Nach dem Essen gingen wir hinüber ins Wohnzimmer und machten es uns dort gemütlich. Während ich mich setzen wollte, fragte Angel plötzlich: »Ist das Armband eigentlich neu? Oder hast du das von Peter geliehen?«
»Nein, ist neu«, antwortete ich verlegen und warf dabei Peter aus den Augenwinkeln einen Blick zu.
»Das sieht schick aus. Darf ich mir das mal ansehen?« Ich nickte, ging zu ihr herüber und hielt ihr mein Handgelenk entgegen. »Wo hast du das her?«
»Von einem befreundeten Schuster«, beantwortete Peter die Frage für mich. Er kam zu uns herüber und legte mir seinen Arm um die Hüfte.
»Oh.« Noch während er sprach, entdeckte Angel auch die Prägung auf dem Metallplättchen und riss die Augen auf. Ich hatte nach dem Duschen und Anlegen gar nicht darauf geachtet, welche Seite oben war, da es mir für den Abend einfach nicht wichtig erschienen war. »Seid ihr ...?«
»Ja«, bestätigte Peter und gab mir einen kurzen Kuss auf die Wange, bevor er mich losließ und sich neben Zombie aufs Sofa setzte.
Ich stand noch einen Moment beschämt vor Angel, da ich nicht wusste, wie ich darauf reagieren sollte, dass es nun die ganze Band wusste, dann drehte ich mich um und setzte mich zwischen Peter und Zombie.
»Was ist denn los? Ihr seid ja so still. Ist was passiert?«, fragte Zulu in die peinliche Stille hinein, als auch er das Zimmer betrat. Er hatte noch den Tisch abgeputzt und daher unser Gespräch nicht verfolgen können.
»Nein, alles gut, ich bin nur ein wenig überrascht.« Zulu setzte sich auf die Lehne von Angels Sessel und legte den Arm um ihre Schulter. »Peter hat gerade gesagt, dass er und Isaac ein Paar sind.«
»Wirklich?« Der Bassist sah kurz etwas ungläubig zu uns, die mit einem Nicken bestätigten, dann zu seiner Freundin. »Warum wundert dich das? Du hast mich doch letztens wegen der Sache mit Grace ermahnt, weil Isaac in Peter verliebt ist.«
Verwundert zog ich die Augenbrauen hoch. Sie hatte ihn wegen seiner Aussage ermahnt?
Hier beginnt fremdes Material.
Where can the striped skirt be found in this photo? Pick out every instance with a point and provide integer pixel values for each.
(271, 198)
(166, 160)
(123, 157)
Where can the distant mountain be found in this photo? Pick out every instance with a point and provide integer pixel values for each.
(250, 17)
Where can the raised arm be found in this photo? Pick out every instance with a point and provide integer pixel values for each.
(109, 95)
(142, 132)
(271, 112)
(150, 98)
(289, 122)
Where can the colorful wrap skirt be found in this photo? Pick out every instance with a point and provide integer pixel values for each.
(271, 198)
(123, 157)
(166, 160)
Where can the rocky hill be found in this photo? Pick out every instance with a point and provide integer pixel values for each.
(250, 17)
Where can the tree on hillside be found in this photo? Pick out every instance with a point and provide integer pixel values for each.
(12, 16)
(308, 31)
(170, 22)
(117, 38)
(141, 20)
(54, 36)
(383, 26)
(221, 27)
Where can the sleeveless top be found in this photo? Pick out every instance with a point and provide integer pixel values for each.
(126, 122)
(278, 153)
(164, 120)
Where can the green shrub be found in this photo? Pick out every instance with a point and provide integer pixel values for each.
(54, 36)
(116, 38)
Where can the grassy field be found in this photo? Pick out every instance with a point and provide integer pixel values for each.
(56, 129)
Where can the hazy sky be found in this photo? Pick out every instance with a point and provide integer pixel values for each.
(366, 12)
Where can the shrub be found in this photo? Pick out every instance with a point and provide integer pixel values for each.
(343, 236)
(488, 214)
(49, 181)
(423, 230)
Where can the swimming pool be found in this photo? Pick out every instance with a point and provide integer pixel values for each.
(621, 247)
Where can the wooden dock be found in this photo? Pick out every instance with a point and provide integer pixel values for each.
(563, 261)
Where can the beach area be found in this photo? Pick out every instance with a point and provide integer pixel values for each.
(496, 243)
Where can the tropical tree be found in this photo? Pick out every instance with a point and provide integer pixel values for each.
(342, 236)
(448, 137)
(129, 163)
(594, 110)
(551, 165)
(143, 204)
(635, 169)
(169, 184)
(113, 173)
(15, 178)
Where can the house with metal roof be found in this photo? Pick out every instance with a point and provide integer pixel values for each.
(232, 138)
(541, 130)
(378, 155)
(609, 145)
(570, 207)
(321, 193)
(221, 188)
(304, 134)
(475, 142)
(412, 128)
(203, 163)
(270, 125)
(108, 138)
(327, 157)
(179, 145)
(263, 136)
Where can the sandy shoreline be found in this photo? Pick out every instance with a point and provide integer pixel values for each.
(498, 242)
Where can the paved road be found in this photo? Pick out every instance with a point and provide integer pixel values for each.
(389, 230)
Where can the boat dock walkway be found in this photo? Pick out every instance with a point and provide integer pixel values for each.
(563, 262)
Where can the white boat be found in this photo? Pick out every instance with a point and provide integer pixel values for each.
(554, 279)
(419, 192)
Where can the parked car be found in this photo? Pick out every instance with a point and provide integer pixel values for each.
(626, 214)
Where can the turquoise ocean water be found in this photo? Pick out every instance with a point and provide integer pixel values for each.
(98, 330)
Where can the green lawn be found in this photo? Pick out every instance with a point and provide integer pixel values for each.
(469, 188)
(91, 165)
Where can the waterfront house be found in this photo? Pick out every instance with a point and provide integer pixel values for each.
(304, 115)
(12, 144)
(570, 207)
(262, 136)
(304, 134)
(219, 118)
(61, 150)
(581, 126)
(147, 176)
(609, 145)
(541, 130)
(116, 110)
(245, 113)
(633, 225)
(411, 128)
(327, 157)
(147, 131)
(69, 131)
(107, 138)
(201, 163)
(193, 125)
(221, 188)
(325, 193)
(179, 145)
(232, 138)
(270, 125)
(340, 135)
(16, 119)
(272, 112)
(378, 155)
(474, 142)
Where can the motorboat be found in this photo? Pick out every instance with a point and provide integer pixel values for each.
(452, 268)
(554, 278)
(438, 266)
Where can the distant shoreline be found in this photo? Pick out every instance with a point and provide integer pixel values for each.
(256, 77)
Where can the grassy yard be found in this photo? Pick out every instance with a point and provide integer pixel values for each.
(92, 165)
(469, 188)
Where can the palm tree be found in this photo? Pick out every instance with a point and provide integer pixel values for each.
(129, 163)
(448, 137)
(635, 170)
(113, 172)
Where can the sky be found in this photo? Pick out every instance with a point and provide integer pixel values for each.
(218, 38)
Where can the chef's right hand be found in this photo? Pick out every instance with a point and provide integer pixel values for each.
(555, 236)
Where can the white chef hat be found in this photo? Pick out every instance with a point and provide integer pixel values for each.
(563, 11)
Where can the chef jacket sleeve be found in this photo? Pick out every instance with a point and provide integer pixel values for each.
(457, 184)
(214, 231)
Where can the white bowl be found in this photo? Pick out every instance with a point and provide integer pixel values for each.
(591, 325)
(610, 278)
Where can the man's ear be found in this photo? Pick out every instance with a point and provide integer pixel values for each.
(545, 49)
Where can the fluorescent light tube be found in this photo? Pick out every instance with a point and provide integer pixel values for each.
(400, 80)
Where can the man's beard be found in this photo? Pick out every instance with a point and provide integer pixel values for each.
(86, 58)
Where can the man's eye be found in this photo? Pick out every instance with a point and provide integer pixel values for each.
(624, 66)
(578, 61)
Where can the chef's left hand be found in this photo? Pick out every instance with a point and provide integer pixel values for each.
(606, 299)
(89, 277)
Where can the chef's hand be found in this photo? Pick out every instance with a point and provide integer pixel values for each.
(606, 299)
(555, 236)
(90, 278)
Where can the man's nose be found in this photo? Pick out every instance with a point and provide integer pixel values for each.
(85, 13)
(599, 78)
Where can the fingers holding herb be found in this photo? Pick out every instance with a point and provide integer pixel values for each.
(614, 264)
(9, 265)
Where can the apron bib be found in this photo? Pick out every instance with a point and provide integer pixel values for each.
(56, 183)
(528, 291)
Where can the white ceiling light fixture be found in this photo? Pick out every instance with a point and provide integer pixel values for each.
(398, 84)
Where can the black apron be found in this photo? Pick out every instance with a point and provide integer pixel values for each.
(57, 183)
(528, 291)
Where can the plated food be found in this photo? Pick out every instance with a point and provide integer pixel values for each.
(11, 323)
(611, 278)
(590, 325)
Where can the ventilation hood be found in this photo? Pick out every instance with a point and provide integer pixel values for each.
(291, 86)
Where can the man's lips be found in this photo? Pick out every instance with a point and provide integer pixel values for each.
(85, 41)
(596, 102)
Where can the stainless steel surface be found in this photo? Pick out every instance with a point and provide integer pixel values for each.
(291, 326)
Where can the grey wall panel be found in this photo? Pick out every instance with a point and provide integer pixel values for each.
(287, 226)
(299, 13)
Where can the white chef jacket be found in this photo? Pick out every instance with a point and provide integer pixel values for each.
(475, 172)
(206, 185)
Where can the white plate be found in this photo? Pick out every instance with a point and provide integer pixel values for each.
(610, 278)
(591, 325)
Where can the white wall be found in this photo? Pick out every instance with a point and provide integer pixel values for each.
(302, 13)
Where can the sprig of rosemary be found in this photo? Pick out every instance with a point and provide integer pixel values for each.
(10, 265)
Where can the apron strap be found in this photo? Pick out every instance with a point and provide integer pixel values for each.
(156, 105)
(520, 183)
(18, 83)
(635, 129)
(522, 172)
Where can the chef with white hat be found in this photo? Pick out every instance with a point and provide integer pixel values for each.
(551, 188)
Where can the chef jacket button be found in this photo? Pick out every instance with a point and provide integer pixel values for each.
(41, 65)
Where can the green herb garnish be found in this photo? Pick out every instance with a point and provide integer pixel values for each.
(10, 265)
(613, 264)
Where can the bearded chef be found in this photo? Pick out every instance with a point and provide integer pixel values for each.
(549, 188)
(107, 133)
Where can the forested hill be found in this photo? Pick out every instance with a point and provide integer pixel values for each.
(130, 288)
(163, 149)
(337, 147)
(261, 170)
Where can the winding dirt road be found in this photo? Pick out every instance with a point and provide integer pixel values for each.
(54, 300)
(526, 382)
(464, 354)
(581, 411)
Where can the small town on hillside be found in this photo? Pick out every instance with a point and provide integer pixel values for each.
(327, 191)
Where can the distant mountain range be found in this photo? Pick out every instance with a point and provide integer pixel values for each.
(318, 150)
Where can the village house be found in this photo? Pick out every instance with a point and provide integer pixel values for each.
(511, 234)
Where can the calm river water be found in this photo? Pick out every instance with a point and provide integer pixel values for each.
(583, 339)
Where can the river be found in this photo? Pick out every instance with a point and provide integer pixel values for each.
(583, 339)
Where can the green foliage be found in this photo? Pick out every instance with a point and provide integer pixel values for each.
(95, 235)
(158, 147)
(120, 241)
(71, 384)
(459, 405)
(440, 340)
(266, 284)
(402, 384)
War es wirklich so offensichtlich gewesen, dass es mich getroffen hatte? Und dass ich in Peter verliebt war?
»Aber ich wusste nicht, dass Peter auch verliebt ist. Und dass sie zusammen sind. Ich hab es nur für eine Schwärmerei von Isaac gehalten. Seit wann seid ihr denn zusammen?«
»Seit Anfang November. Also seitdem Isaac zu mir gezogen ist.« Peter legte seine Hand beruhigend auf meinen Oberschenkel.
Zombie wirkte, als wollte er etwas sagen, denn er gab einen leisen, amüsierten Laut von sich, doch er hielt sich zurück.
»Und ihr meint, das ist eine gute Idee?« Angel klang ziemlich skeptisch.
Ich merkte, dass sich Peters Hand etwas fester um meinen Oberschenkel spannte, während er ruhig fragte: »Warum sollte es falsch sein, mit jemandem zusammen zu sein, den man liebt?«
»Du weißt genau, was ich meine. Haltet ihr es wirklich für sinnvoll, es so offensichtlich zu zeigen?«
»Warum offensichtlich? Es ist nur ein Armband und es könnte jeder mit dem Namen gemeint sein. Außerdem kann er es auch umdrehen, damit es niemand lesen kann.«
»Und wenn doch jemand dahinter kommt?«
»Ihr habt doch bisher auch nichts gemerkt. Und dabei geht es schon eine ganze Weile länger mit den beiden«, mischte sich Zombie ein.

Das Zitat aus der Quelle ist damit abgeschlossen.